Whisper’d; — thus treated, he had had his own.”

Mr. Bolingbroke waited with impatience for Griselda’s appearance the next morning; but he waited in vain: the lady breakfasted in her own apartment, and for two hours afterwards remained in close consultation with Mrs. Nettleby, whom she had summoned the preceding night by the following note:

“I have been prevented from spending this evening with you, my dearest Mrs. Nettleby, by the strangest conduct imaginable: am sure you will not believe it when I tell it to you. Come to me, I conjure you, as early to-morrow as you possibly can, that I may explain to you all that has passed, and consult as to the future. My dearest friend, I never was so much in want of an adviser. Ever yours,

“GRISELDA.”

At this consultation, Mrs. Nettleby expressed the utmost astonishment at Mr. Bolingbroke’s strange conduct, and assured Griselda, that if she did not exert herself, all was lost, and she must give up the hope of ever having her own way again as long as she lived.
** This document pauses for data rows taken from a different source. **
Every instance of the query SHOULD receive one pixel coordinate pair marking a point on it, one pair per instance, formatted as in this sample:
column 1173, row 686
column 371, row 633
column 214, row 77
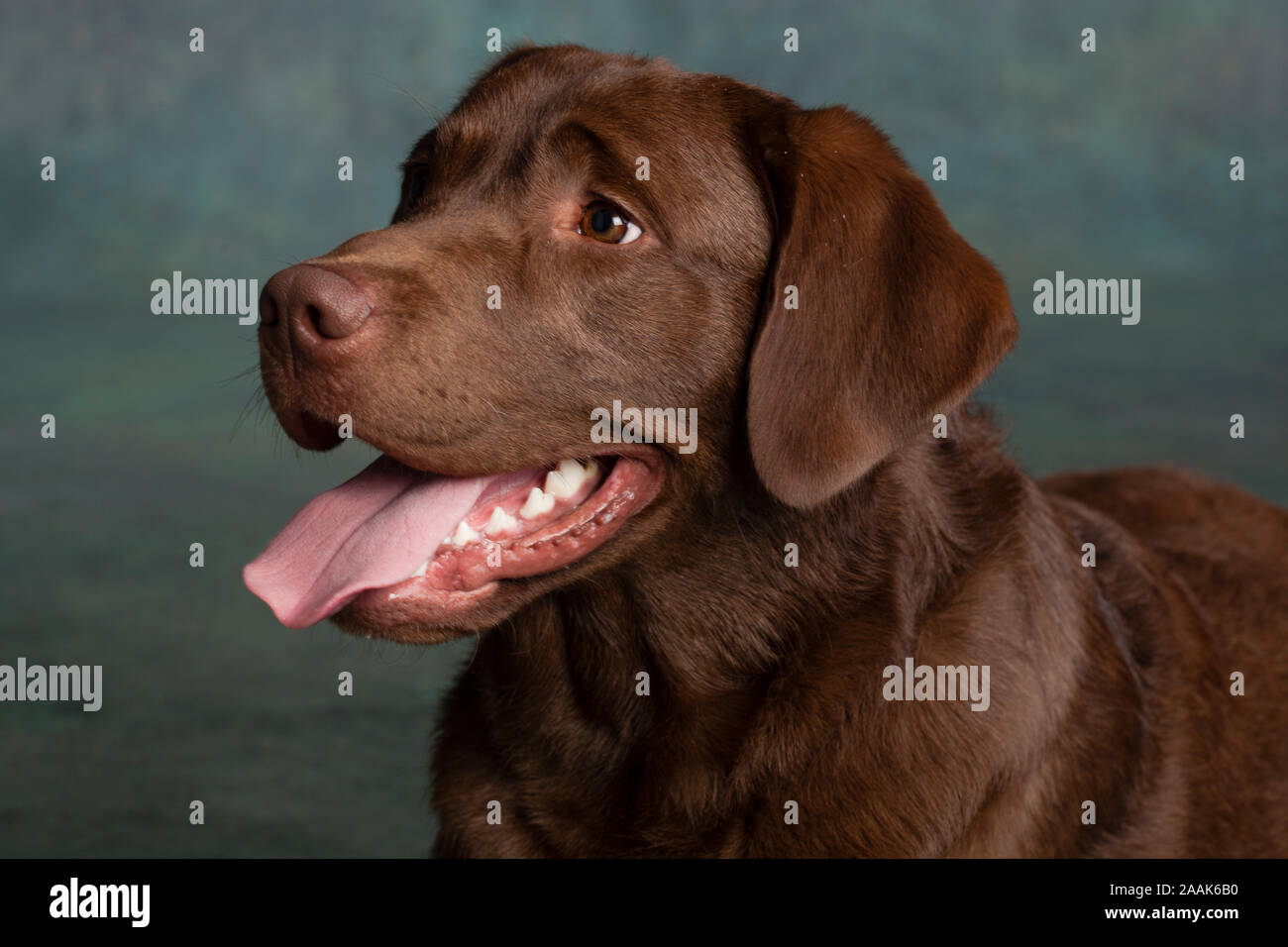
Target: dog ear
column 896, row 316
“My dear,” said she, “I have had some experience in these things; a wife must be either a tyrant or a slave: make your choice; now is your time.”

“But I never knew him say or do any thing unkind before,” said Griselda.
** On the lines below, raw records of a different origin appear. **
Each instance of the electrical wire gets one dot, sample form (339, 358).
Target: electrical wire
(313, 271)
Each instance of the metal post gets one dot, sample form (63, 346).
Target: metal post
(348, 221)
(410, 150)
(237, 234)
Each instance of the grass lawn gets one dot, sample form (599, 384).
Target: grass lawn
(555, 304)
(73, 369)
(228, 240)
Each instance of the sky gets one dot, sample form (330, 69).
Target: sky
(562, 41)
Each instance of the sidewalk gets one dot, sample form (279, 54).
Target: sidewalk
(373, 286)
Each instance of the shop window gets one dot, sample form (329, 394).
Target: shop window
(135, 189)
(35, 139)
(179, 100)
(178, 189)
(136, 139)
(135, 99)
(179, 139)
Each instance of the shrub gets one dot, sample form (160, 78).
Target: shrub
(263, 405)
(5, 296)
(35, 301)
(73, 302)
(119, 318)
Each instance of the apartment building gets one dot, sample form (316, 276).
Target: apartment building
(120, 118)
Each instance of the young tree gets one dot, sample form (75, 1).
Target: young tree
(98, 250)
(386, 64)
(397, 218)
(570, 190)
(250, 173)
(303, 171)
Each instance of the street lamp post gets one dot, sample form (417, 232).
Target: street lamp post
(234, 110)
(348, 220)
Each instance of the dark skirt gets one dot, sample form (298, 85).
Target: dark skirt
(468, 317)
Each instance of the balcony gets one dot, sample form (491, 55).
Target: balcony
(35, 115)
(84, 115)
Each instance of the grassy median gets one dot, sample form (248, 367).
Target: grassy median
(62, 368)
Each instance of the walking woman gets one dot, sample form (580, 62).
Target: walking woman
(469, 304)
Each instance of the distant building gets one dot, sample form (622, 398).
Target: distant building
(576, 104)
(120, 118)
“Then the first offence should be properly resented. If he finds you forgiving, he will become encroaching; ’tis the nature of man, depend upon it.”

“He always yielded to me till now,” said Griselda; “but even when I was ready to go into fits, he left me, and what could I do then?”
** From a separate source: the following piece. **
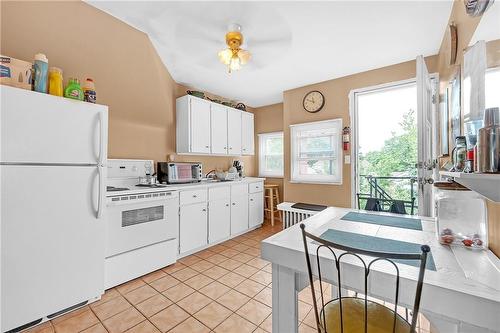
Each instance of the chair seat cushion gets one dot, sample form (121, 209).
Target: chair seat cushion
(380, 317)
“You astonish me beyond expression! you who have every advantage — youth, wit, accomplishments, beauty! My dear, if you cannot keep a husband’s heart, who can ever hope to succeed?”

“Oh! as to his heart, I have no doubts of his heart, to do him justice,” said Griselda; “I know he loves me — passionately loves me.”

“And yet you cannot manage him! And you expect me to pity you? Bless me, if I had half your advantages, what I would make of them! But if you like to be a tame wife, my dear — if you are resolved upon it, tell me so at once, and I will hold my tongue.”

“I do not know well what I am resolved upon,” said Griselda, leaning her head in a melancholy posture upon her hand: “I am vexed, out of spirits, and out of sorts.”

“Out of sorts! I am not surprised at that: but out of spirits! My dear creature, you who have every thing to put you in spirits. I am never so much myself as when I have a quarrel to fight out.”

“I cannot say that is the case with me, unless where I am sure of the victory.”

“And it is your own fault if you are not always sure of it.”

“I thought so till last night; but I assure you last night he showed such a spirit!”

“Break that spirit, my dear, break it, or else it will break your heart.”

“The alternative is terrible,” said Griselda, “and more terrible perhaps than you could imagine, or I either till now: for would you believe it, I never loved him in my life half so well as I did last night in the midst of my anger, and when he was doing every thing to provoke me?”

“Very natural, my dear; because you saw him behave with spirit, and you love spirit; so does every woman; so does every body; show him that you have spirit too, and he will be as angry as you were, and love you as well in the midst of his anger, whilst you are doing every thing to provoke him.”

Griselda appeared determined to take this good advice one moment, and the next hesitated.

“But, my dear Mrs. Nettleby, did you always find this succeed yourself?”

“Yes, always.”

This lady had the reputation indeed of having broken the heart of her first husband; how she would manage her second was yet to be seen, as her honeymoon was but just over. The pure love of mischief was not her only motive in the advice which she gave to our heroine; she had, like most people, mixed motives for her conduct. She disliked Mr. Bolingbroke, because he disliked her; yet she wished that an acquaintance should be kept up between him and her husband, because Mr. Bolingbroke was a man of fortune and fashion.

Griselda promised that she would behave with that proper spirit, which was to make her at once amiable and victorious; and the friends parted.